# Brokers and data for Asian markets?



## GreatPig (26 October 2005)

Anyone know of online brokers and data sources (including historic data) for some of the Asian markets? Specifially I'm thinking of Japan, Hong Kong, and Singapore - although possibly China as well.

I see HSBC Online Stockbroking, which I use here, supports Hong Kong and Singapore, but apparently not Japan and China.

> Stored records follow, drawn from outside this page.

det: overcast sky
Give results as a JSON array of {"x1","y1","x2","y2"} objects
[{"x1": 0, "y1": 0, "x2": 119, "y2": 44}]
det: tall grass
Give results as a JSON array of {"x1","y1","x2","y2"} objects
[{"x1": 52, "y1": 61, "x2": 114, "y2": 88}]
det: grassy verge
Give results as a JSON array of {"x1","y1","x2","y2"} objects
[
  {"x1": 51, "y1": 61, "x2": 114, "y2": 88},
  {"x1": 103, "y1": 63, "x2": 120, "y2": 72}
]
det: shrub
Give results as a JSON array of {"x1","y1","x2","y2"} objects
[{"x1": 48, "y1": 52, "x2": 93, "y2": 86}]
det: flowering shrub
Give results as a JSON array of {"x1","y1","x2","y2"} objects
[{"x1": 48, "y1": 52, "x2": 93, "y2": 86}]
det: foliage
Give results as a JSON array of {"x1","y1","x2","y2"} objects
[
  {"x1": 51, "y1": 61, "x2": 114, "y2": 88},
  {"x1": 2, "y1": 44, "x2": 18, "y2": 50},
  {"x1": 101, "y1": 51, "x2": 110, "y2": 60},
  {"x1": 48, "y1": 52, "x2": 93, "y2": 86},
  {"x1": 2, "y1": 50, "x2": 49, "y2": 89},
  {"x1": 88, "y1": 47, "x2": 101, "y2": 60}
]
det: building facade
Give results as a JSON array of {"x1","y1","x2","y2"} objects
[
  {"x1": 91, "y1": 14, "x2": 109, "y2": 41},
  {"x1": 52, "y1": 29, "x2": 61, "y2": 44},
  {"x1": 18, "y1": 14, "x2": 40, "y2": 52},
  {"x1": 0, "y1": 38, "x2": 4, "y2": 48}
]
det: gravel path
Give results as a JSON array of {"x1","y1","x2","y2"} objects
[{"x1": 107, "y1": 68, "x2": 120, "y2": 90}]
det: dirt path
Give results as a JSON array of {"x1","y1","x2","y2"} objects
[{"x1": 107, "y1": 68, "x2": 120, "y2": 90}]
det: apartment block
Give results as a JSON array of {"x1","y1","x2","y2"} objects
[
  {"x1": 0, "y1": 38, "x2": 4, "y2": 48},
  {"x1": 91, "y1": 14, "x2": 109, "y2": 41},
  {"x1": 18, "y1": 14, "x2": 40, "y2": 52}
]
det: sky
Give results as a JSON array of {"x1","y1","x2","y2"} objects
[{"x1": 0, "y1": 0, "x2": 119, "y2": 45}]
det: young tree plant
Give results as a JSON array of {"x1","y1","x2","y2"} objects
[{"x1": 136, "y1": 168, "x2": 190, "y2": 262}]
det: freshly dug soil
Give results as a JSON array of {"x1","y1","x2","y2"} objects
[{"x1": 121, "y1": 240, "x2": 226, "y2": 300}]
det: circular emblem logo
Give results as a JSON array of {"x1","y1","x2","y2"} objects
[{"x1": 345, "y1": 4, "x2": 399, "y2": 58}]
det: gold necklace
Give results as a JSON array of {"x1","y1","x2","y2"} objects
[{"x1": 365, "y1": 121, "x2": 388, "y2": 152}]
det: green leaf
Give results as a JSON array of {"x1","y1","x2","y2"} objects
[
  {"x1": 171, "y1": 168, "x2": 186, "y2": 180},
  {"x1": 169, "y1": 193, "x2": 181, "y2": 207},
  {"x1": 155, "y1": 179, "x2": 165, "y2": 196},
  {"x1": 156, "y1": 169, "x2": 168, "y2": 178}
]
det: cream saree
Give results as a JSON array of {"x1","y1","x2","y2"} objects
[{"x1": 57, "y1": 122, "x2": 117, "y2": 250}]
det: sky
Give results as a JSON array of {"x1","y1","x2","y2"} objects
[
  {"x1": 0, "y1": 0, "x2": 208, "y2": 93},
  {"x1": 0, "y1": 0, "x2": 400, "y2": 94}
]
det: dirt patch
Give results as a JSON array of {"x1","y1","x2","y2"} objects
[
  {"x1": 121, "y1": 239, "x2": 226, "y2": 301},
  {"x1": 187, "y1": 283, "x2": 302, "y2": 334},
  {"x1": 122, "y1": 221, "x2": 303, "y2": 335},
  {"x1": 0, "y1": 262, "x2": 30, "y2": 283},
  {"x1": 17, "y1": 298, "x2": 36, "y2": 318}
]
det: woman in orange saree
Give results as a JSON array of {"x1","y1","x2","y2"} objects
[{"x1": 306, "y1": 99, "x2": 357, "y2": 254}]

And I don't know where I'd get the data from.

Thanks.

GP


----------



## kaveman (26 October 2005)

Brokers I don't know about buut you can get the history and daily update from Justdata
http://www.justdata.com.au/Products/BodhiHistory/index.htm


----------



## GreatPig (26 October 2005)

Thanks, Kaveman.

They have HK & Singapore, but I didn't see Japan.

Cheers,
GP


----------



## markrmau (26 October 2005)

Japan securities are also in the free egoli prochart software, however you don't seem to be able to save the OHLC data to file for backtesting. 

You could try looking around MDSnews.com for ohlc data (where prochart downloads data from), or you could try seeing if you can read the prochart cache data.


----------



## mswiggs (5 February 2006)

Hi GP,
Did you have any luck of finding data for all the asian markets including Japan?

Cheers Mick


----------